Light-sheet microscopy is no longer merely about how to acquire beautiful data; it is an ecosystem challenge where acquisition, processing, and data handling need to be as efficient and real-time as possible. Solving these problems will require not just better software or faster hardware, but a fundamental rethinking of how biological data is generated, curated, shared, and valued.

Closing Thoughts

What struck me most in this episode was not the scale of the challenges but the clarity of thinking behind them.

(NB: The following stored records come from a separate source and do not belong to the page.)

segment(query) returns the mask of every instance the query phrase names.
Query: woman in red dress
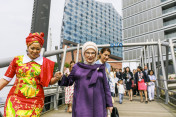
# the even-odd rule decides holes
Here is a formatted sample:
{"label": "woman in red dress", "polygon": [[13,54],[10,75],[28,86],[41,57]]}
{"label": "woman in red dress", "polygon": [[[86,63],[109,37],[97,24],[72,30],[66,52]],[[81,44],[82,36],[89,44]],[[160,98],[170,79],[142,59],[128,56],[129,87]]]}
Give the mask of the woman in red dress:
{"label": "woman in red dress", "polygon": [[26,38],[27,54],[16,56],[0,79],[2,90],[16,74],[4,107],[4,117],[39,117],[44,106],[43,87],[58,81],[55,63],[40,55],[43,33],[30,33]]}

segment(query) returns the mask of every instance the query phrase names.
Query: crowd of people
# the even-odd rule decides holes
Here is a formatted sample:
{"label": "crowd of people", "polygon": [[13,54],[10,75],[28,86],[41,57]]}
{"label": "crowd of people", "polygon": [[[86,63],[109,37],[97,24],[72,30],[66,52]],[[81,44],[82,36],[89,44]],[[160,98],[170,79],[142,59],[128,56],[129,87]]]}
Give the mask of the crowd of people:
{"label": "crowd of people", "polygon": [[[16,75],[4,107],[4,117],[38,117],[44,106],[43,87],[58,83],[65,86],[67,112],[72,117],[107,117],[113,112],[115,96],[122,104],[124,94],[129,100],[140,94],[143,102],[154,100],[155,76],[152,70],[138,66],[131,72],[129,67],[115,70],[107,62],[111,51],[98,47],[94,42],[82,46],[83,63],[70,62],[64,73],[54,73],[55,63],[40,55],[44,44],[43,33],[30,33],[26,38],[27,53],[16,56],[0,79],[2,90]],[[148,90],[147,90],[148,89]],[[148,91],[148,95],[147,95]]]}
{"label": "crowd of people", "polygon": [[148,100],[154,101],[156,77],[153,70],[148,70],[147,66],[144,66],[144,68],[138,66],[137,69],[133,69],[133,72],[131,72],[129,67],[123,68],[123,71],[122,69],[112,71],[115,72],[113,72],[114,77],[111,78],[118,81],[114,83],[117,85],[115,92],[116,95],[119,93],[120,104],[122,104],[124,95],[128,95],[130,101],[133,101],[133,97],[140,95],[140,101],[144,102],[144,94],[145,103],[148,103]]}

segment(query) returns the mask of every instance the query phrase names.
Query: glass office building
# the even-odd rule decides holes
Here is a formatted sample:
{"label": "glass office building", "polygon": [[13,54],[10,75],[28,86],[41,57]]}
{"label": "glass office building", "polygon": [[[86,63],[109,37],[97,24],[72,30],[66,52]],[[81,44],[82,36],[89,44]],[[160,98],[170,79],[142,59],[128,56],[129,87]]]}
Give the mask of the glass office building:
{"label": "glass office building", "polygon": [[[124,43],[171,38],[176,38],[175,0],[123,0]],[[140,47],[124,48],[125,60],[138,59],[140,54]]]}
{"label": "glass office building", "polygon": [[[110,3],[66,0],[61,32],[61,44],[122,42],[122,18]],[[112,55],[123,57],[122,48],[111,48],[111,52]]]}

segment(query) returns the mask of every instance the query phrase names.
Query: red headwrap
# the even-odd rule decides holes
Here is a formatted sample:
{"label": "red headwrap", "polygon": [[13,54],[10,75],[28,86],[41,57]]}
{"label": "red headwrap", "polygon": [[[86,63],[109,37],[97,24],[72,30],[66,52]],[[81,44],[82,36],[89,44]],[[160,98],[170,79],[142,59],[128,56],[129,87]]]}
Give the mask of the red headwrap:
{"label": "red headwrap", "polygon": [[29,36],[26,38],[26,45],[29,46],[32,43],[40,43],[41,47],[44,44],[44,33],[41,32],[40,34],[38,32],[36,33],[30,33]]}

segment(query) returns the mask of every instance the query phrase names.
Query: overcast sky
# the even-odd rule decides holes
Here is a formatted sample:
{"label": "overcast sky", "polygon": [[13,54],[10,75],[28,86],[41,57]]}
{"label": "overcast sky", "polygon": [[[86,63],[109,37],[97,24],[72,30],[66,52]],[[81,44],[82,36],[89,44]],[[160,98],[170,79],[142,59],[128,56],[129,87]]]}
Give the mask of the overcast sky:
{"label": "overcast sky", "polygon": [[[51,0],[50,28],[52,44],[58,44],[62,24],[64,0]],[[113,3],[120,15],[121,0],[96,0]],[[30,32],[34,0],[1,0],[0,4],[0,58],[24,54],[25,38]],[[56,41],[56,42],[55,42]],[[53,46],[54,47],[54,46]],[[54,49],[54,48],[52,48]]]}

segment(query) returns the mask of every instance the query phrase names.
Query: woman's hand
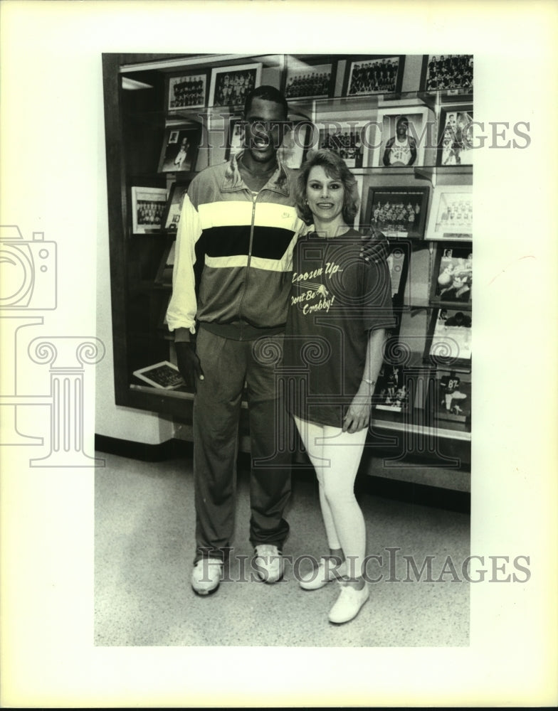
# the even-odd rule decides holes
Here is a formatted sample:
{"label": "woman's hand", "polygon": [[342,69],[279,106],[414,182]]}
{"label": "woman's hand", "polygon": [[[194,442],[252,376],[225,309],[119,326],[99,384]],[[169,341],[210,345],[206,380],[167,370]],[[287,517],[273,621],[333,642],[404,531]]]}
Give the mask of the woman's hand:
{"label": "woman's hand", "polygon": [[361,385],[343,419],[343,432],[352,434],[367,427],[370,423],[372,407],[372,395],[368,387]]}

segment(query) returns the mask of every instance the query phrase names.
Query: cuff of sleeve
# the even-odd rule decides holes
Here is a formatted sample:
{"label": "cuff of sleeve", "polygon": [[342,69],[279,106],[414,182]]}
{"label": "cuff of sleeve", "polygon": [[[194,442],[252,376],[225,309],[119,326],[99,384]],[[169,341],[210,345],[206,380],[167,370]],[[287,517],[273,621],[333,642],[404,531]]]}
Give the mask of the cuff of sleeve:
{"label": "cuff of sleeve", "polygon": [[189,343],[191,341],[189,328],[177,328],[174,331],[174,343]]}

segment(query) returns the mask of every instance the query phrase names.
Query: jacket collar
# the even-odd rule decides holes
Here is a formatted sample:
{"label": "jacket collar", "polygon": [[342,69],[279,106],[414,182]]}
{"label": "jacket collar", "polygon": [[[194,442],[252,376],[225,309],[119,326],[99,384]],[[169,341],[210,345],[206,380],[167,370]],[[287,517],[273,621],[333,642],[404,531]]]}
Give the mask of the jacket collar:
{"label": "jacket collar", "polygon": [[[244,151],[241,151],[231,156],[227,164],[225,174],[223,178],[221,189],[223,191],[245,190],[246,184],[242,179],[238,169],[238,159]],[[282,195],[289,194],[289,183],[287,179],[287,171],[279,159],[277,159],[277,169],[265,183],[265,190],[275,191]]]}

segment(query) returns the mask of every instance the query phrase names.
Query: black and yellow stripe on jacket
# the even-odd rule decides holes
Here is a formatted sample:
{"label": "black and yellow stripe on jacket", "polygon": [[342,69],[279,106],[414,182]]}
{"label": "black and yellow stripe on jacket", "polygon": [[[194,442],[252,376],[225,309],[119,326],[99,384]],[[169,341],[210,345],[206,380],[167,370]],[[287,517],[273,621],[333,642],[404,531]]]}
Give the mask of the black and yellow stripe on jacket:
{"label": "black and yellow stripe on jacket", "polygon": [[[253,196],[236,159],[202,171],[184,198],[177,237],[171,331],[196,321],[225,338],[248,340],[283,330],[293,250],[305,230],[294,207],[296,171],[280,165]],[[196,294],[194,264],[204,260]]]}

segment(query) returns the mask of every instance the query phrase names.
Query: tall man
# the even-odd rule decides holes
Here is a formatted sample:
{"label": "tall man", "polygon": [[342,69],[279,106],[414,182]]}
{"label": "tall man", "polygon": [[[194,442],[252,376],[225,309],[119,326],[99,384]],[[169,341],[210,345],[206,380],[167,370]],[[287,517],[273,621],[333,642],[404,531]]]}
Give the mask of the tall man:
{"label": "tall man", "polygon": [[[196,551],[191,586],[219,587],[234,525],[238,421],[247,385],[252,470],[250,540],[266,582],[283,575],[288,533],[283,518],[290,492],[290,461],[276,442],[282,403],[275,383],[290,289],[296,233],[296,171],[277,149],[288,105],[273,87],[247,97],[246,149],[202,171],[184,198],[167,319],[178,365],[195,378],[194,474]],[[204,260],[196,297],[194,262]],[[201,256],[203,255],[203,257]],[[191,338],[197,331],[195,346]]]}
{"label": "tall man", "polygon": [[[191,582],[201,595],[219,587],[232,538],[245,383],[255,569],[268,583],[283,572],[290,456],[278,441],[284,410],[275,369],[283,350],[293,250],[298,232],[305,228],[294,207],[298,171],[277,159],[288,113],[284,96],[273,87],[248,94],[246,149],[194,178],[179,223],[167,320],[175,333],[179,369],[196,390],[196,550]],[[369,240],[363,257],[384,259],[385,240]],[[194,264],[201,259],[196,299]]]}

Between Kate’s cell-by-cell reconstruction of development and Jan’s software-centric engineering philosophy, it becomes clear that light-sheet microscopy is entering a new era, one where biology and computing are inseparable.

The microscope is no longer just an optical device; it is a computational instrument.

The future belongs to those who can see not only the cells, but the data behind them.

References

  1. “Method of the Year 2014,” Nat Methods, vol. 12, no. 1, pp. 1–1, Jan. 2015, doi: 10.1038/nmeth.3251.
  2. K. McDole et al., “In Toto Imaging and Reconstruction of Post-Implantation Mouse Development at the Single-Cell Level,” Cell, vol. 175, no. 3, pp. 859-876.e33, Oct. 2018, doi: 10.1016/j.cell.2018.09.031.
  3. D. Mahecic, W. L. Stepp, C. Zhang, J. Griffié, M. Weigert, and S. Manley, “Event-driven acquisition for content-enriched microscopy,” Nat Methods, vol. 19, no. 10, pp. 1262–1267, Oct. 2022, doi: 10.1038/s41592-022-01589-x.
  4. M. Jan, A. Spangaro, M. Lenartowicz, and M. Mattiazzi Usaj, “From pixels to insights: Machine learning and deep learning for bioimage analysis,” BioEssays, vol. 46, no. 2, p. 2300114, 2024, doi: 10.1002/bies.202300114.
  5. F. Amat, B. Höckendorf, Y. Wan, W. C. Lemon, K. McDole, and P. J. Keller, “Efficient processing and analysis of large-scale light-sheet microscopy data,” Nat Protoc, vol. 10, no. 11, pp. 1679–1696, Nov. 2015, doi: 10.1038/nprot.2015.111.
  6. A. Julia, R. Iguernaissi, F. J. Michel, V. Matarazzo, and D. Merad, “Distortion Correction and Denoising of Light Sheet Fluorescence Images,” Sensors (Basel), vol. 24, no. 7, p. 2053, Mar. 2024, doi: 10.3390/s24072053.
  7. M. M. Rahman and D. N. Davis, “Addressing the Class Imbalance Problem in Medical Datasets,” IJMLC, pp. 224–228, 2013, doi: 10.7763/IJMLC.2013.V3.307.
  8. E. C. Kugler et al., “Zebrafish Vascular Quantification (ZVQ): a tool for quantification of three-dimensional zebrafish cerebrovascular architecture by automated image analysis,” Development, p. dev.199720, Jan. 2022, doi: 10.1242/dev.199720.